We decided what we could live with in terms of how long an average job would take (we decided we could live with 24 hours as an average). We then decided what sort of tradeoffs we could make in terms of hardware (an up front sunk cost amortized over many years) versus the annual software license fees. A little more spent on hardware up front meant we could save on software licensing costs by taking a step down in numbers of processors permitted. We then presented this decision to their presales people to get it vetted and asked for suggestions. In our case we took the suggestion that we archive saved results to our enterprise grade disk array and put the money into Raid 0 SSD's to speed up the overall job time. As always, RAM was the cheapest upgrade so we maxed that out.

Everyone signed off, we took the specs to a local system builder with a good reputation, told them no changes of ANY sort to any component, negotiated a price that included acceptance testing to ensure compliance and made sure they had enough of a profit margin so as to discourage shortcuts. They delivered, we tested, it gave expected performance results, we accepted it and paid them. That system is installed today and delivers the results it was designed for.

I would suggest a similar course for you.
1. Decide on the software first. Make darn sure it will do what you want.

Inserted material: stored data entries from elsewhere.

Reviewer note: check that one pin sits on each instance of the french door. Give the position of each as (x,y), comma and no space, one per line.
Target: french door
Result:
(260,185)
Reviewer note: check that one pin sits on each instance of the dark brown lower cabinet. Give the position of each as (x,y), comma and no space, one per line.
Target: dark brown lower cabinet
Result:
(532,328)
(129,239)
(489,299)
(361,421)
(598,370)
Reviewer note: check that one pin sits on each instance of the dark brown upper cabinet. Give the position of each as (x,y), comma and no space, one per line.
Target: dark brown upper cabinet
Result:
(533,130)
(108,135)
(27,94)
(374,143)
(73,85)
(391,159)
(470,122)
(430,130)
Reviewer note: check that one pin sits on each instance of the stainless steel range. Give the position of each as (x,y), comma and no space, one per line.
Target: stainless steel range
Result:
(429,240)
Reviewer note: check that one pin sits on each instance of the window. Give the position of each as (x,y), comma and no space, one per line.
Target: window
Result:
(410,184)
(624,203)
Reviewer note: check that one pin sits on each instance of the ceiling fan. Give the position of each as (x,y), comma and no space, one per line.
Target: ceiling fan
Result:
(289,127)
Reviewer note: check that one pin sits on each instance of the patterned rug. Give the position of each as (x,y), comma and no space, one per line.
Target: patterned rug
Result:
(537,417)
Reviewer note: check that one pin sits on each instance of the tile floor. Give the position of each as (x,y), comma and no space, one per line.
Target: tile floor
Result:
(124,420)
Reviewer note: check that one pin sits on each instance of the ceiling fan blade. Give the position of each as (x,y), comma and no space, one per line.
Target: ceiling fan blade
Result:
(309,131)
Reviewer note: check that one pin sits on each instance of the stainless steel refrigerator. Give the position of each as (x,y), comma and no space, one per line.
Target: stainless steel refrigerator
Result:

2. Decide on how fast jobs need to be finished and how many per week/month/year to prevent over specing
3. Call presales support to get hardware recommendations
4. Make the decision on hardware cost versus software licensing cost versus number of jobs to be done
5. Do your homework! Understand what you are specing, talk to others, particularly customers.
6. Take your new found knowledge back to presales a few times to make sure you did not miss any improvements and you truly understand what you are doing, you are betting your job on this.
7. Find a builder, local or the hardware manufacturer, negotiate terms. Make sure you leave a decent profit margin to avoid the temptation to skimp.
8. Test, test, test. Confirm all configuration decisions with presales support.
9. Pay 'em and install the machine.
10. Don't forget to follow up to ensure it continues to work as designed and that procedures are being followed. In my case, we checked that all runs were backed up on our enterprise disk array.